Enjoy the Great Outdoors. A set of five stamps with art by Gregory Manchess feature outdoor activities celebrated by individuals and families: building a sandcastle, hiking, cross-country skiing, canoeing and biking.
Hip Hop. The music, dance and art movement identified as hip-hop is recognized on four stamps in a pane of 20, with photographs by Cade Martin. Text and images on each stamp pay tribute to MCing (rapping), b-boying (breakdancing), DJing and graffiti art. A vivid yellow, green, red and black color scheme unifies the set.
Fruits and Vegetables. Ten stamps use existing art by Robert Papp to depict different fruits and vegetables as still-life paintings. The individual stamps show red and black plums, heirloom and cherry tomatoes, carrots, lemons, blueberries, red and green grapes, lettuces, strawberries, eggplants and figs. The set will be issued in a double-sided pane of 20.
Thank You. An elaborate design by Dana Tanamachi offers thanks on four different stamps in a double-sided pane of 20. The cursive script spelling out “Thank You” in gold foil repeats on four different background colors of maroon, muted green, blue gray and deep blue.
19th Amendment: Women Vote. A single stamp celebrates the 100th anniversary of the ratification of the 19th Amendment to the U.S. Constitution, guaranteeing women the right to vote. “Inspired by historic photographs, the stamp features a stylized illustration of suffragists marching in a parade or other public demonstration. The clothes they wear and the banners they bear display the official colors of the National Woman’s Party — purple, white and gold.” The artwork is by Nancy Stahl.
Mayflower in Plymouth Harbor. To celebrate the 400th anniversary of the arrival of the Mayflower in Plymouth Harbor, the Postal Service will issue a single stamp with original art by Greg Harlin.

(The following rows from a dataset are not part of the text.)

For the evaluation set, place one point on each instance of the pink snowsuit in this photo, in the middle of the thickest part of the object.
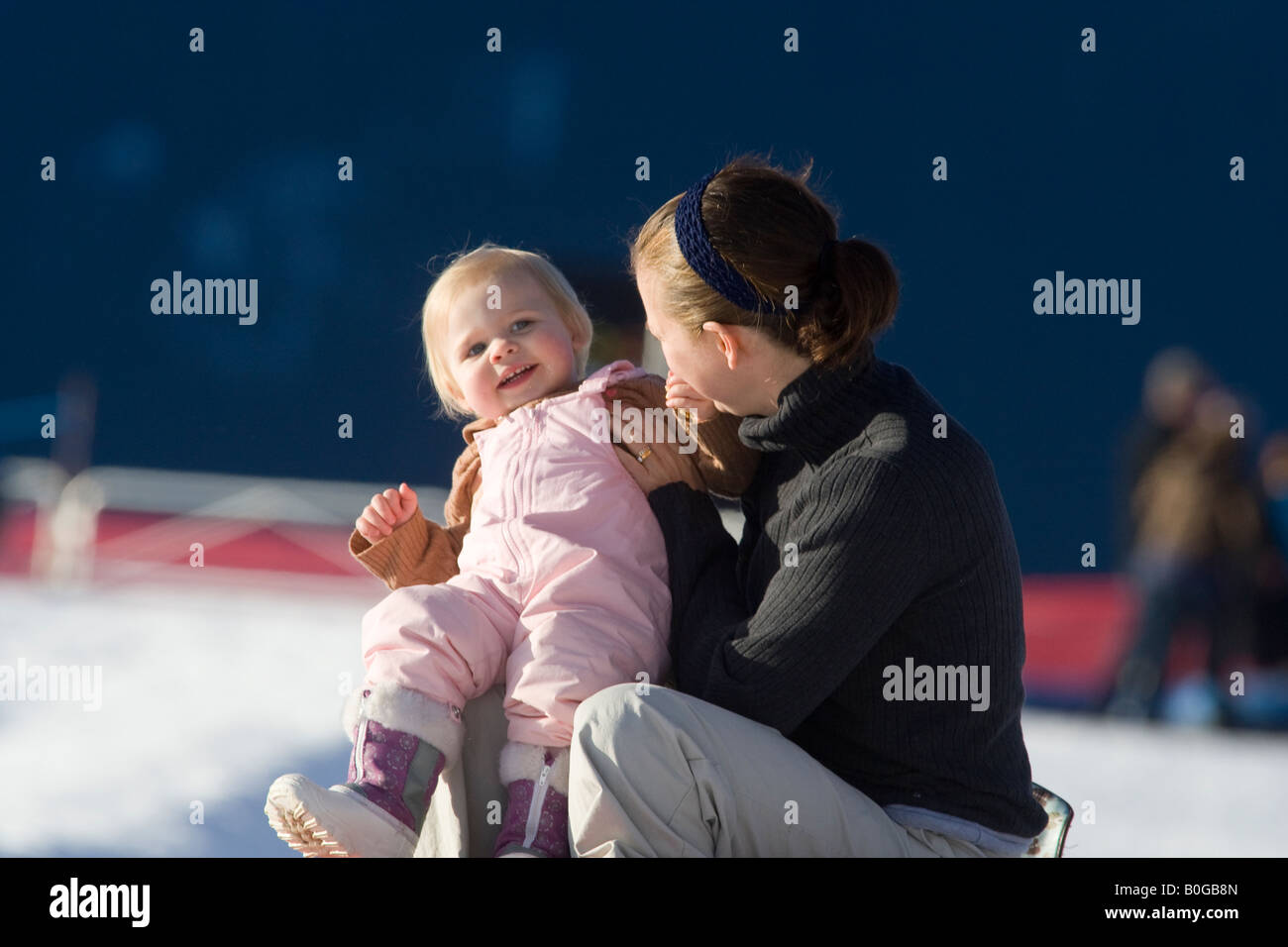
(563, 579)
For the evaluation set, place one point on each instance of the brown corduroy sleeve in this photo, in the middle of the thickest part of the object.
(725, 464)
(417, 553)
(420, 552)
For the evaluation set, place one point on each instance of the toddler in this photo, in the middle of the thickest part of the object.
(549, 574)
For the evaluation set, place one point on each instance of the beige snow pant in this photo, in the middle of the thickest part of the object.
(668, 775)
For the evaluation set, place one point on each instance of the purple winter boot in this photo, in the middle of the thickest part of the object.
(400, 741)
(536, 814)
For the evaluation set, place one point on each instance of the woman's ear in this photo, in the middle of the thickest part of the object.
(728, 342)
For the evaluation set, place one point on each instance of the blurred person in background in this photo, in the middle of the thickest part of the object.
(1270, 644)
(1199, 536)
(1173, 381)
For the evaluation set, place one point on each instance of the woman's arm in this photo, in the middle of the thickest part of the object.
(861, 560)
(725, 466)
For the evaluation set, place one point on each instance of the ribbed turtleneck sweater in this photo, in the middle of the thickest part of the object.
(870, 543)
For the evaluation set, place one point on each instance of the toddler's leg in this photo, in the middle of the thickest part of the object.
(536, 812)
(428, 651)
(402, 740)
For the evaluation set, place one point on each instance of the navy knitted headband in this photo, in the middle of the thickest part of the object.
(716, 272)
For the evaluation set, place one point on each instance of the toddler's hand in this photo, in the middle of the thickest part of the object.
(681, 395)
(385, 513)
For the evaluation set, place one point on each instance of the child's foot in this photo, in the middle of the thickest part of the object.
(393, 771)
(536, 814)
(334, 823)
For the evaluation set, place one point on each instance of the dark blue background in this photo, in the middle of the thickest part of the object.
(223, 165)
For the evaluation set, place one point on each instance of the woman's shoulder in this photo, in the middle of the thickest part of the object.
(911, 431)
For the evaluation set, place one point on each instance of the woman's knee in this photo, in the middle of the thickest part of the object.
(619, 705)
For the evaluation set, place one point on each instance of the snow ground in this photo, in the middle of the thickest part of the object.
(213, 685)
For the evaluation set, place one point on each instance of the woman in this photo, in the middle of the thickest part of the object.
(848, 676)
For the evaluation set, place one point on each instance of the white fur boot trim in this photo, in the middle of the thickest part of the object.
(402, 709)
(524, 762)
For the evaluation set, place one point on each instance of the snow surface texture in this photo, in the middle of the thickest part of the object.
(213, 686)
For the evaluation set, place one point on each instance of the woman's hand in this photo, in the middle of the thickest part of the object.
(681, 395)
(385, 513)
(662, 463)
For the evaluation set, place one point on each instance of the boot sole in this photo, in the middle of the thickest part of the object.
(334, 823)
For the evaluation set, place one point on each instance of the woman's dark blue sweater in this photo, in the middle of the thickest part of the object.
(903, 553)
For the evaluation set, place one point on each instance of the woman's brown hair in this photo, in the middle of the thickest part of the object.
(772, 228)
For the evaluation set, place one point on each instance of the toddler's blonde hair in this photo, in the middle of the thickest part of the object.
(492, 261)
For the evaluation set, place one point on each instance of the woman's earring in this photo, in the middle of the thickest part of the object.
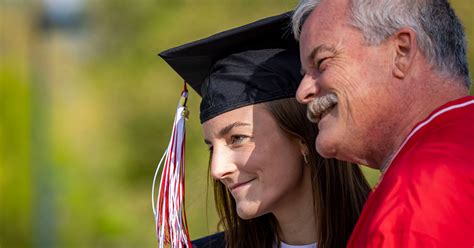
(306, 158)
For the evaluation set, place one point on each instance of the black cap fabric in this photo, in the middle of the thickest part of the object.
(251, 64)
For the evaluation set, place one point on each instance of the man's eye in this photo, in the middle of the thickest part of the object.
(320, 64)
(237, 139)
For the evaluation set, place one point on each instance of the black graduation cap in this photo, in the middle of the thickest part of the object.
(254, 63)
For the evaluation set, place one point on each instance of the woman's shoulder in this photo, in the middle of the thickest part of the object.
(212, 241)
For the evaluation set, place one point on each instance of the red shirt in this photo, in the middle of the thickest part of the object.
(426, 195)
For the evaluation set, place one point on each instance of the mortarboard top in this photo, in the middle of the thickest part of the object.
(246, 65)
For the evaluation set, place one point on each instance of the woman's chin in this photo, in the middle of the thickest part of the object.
(247, 213)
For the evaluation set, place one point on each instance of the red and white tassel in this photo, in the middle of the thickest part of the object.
(169, 212)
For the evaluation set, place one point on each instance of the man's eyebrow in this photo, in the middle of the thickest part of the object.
(315, 52)
(225, 130)
(319, 49)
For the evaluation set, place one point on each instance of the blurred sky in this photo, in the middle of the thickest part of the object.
(86, 108)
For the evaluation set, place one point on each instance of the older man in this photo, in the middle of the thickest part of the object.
(387, 84)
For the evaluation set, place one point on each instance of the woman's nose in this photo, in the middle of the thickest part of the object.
(308, 89)
(221, 164)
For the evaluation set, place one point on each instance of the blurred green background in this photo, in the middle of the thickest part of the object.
(86, 109)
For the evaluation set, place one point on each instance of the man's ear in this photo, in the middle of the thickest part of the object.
(406, 48)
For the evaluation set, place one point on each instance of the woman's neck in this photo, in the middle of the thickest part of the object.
(296, 216)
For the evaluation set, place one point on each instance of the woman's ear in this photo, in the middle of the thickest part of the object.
(406, 48)
(303, 147)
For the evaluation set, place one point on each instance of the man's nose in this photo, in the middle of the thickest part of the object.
(308, 89)
(221, 164)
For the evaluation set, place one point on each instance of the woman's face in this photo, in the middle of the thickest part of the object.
(261, 166)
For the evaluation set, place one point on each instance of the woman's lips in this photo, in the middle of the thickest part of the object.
(238, 185)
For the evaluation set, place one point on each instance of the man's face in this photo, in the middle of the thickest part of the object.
(345, 84)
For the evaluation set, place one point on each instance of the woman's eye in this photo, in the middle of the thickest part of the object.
(237, 139)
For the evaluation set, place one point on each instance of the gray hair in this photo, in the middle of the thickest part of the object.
(439, 32)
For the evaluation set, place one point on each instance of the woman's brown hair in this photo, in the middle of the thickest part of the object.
(339, 188)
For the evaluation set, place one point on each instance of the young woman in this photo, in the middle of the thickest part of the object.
(271, 187)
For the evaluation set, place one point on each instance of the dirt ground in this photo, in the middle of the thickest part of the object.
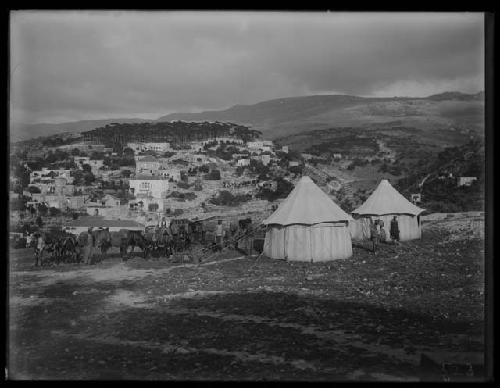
(237, 318)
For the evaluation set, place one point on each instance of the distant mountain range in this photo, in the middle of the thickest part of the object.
(291, 115)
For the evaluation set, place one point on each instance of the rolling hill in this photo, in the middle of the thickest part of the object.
(19, 132)
(287, 116)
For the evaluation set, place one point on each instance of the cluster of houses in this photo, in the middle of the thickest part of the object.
(159, 167)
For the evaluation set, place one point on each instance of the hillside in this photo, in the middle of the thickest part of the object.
(288, 116)
(19, 132)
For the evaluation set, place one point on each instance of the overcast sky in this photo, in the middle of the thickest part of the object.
(80, 65)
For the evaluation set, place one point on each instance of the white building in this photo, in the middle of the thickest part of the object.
(243, 162)
(149, 186)
(156, 147)
(95, 165)
(229, 140)
(266, 159)
(466, 180)
(146, 164)
(81, 160)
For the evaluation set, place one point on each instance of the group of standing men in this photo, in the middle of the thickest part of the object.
(378, 233)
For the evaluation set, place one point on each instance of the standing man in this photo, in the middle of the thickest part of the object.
(395, 230)
(89, 246)
(383, 234)
(374, 235)
(219, 234)
(39, 247)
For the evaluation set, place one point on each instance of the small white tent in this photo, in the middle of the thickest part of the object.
(308, 226)
(383, 204)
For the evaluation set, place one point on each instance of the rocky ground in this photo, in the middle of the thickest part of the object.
(237, 318)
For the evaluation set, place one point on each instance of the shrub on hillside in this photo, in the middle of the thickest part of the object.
(225, 198)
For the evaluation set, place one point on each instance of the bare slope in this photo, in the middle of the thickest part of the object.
(286, 116)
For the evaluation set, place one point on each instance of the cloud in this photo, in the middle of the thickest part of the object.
(82, 64)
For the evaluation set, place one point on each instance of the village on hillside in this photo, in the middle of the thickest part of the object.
(224, 196)
(90, 182)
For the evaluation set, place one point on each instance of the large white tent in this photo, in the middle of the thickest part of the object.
(308, 226)
(383, 204)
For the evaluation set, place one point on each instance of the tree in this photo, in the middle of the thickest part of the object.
(153, 207)
(88, 178)
(43, 209)
(22, 174)
(39, 221)
(128, 153)
(53, 212)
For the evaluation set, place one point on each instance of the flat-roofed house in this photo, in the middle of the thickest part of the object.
(82, 224)
(146, 164)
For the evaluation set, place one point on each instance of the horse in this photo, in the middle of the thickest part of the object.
(102, 240)
(87, 245)
(132, 239)
(70, 249)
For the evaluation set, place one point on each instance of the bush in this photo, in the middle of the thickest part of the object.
(283, 188)
(213, 175)
(183, 185)
(225, 198)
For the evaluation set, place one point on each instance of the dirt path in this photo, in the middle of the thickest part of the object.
(234, 318)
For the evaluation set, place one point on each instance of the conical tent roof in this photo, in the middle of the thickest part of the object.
(307, 204)
(387, 200)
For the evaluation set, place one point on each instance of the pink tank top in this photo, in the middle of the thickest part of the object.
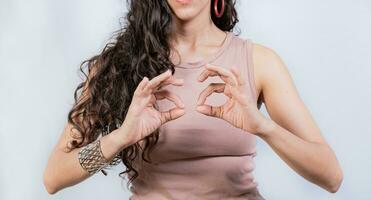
(197, 156)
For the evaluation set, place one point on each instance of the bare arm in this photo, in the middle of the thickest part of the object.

The painting conveys “a scene of desolate beauty at the end of the Pilgrims’ long journey to an unfamiliar world,” according to the Postal Service.
“These miniature works of art offer something for everyone interested in American history and culture,” said William Gicker, USPS acting executive director of Stamp Services.
“From notable figures such as golf legend Arnold Palmer to esteemed journalist Gwen Ifill to the cultural phenomenon of hip hop and a celebration of the great outdoors, this program is wide-ranging and adds to the history of our great nation as recorded through the U.S. stamp program.”
Individual holiday stamps are also expected for Hanukkah and Kwanzaa, and additional stamps beyond those already revealed are likely to be issued during 2020.
The designers credited for the announced 2020 stamps are Antonio Alcala (Lunar New Year, Made of Hearts, Let’s Celebrate, Arnold Palmer, Earth Day, Hip Hop), Ethel Kessler (Wild Orchids, Contemporary Boutonniere, Garden Corsage, American Gardens, 19th Amendment), Derry Noyes (Gwen Ifill, Maine Statehood, Enjoy the Great Outdoors, Fruits and Vegetables), Greg Breeding (Voices of the Harlem Renaissance, Mayflower), and Dana Tanamachi (Thank You).
Issue dates and locations for these stamps were not revealed by the Postal Service. Formats for the stamps are noted where known.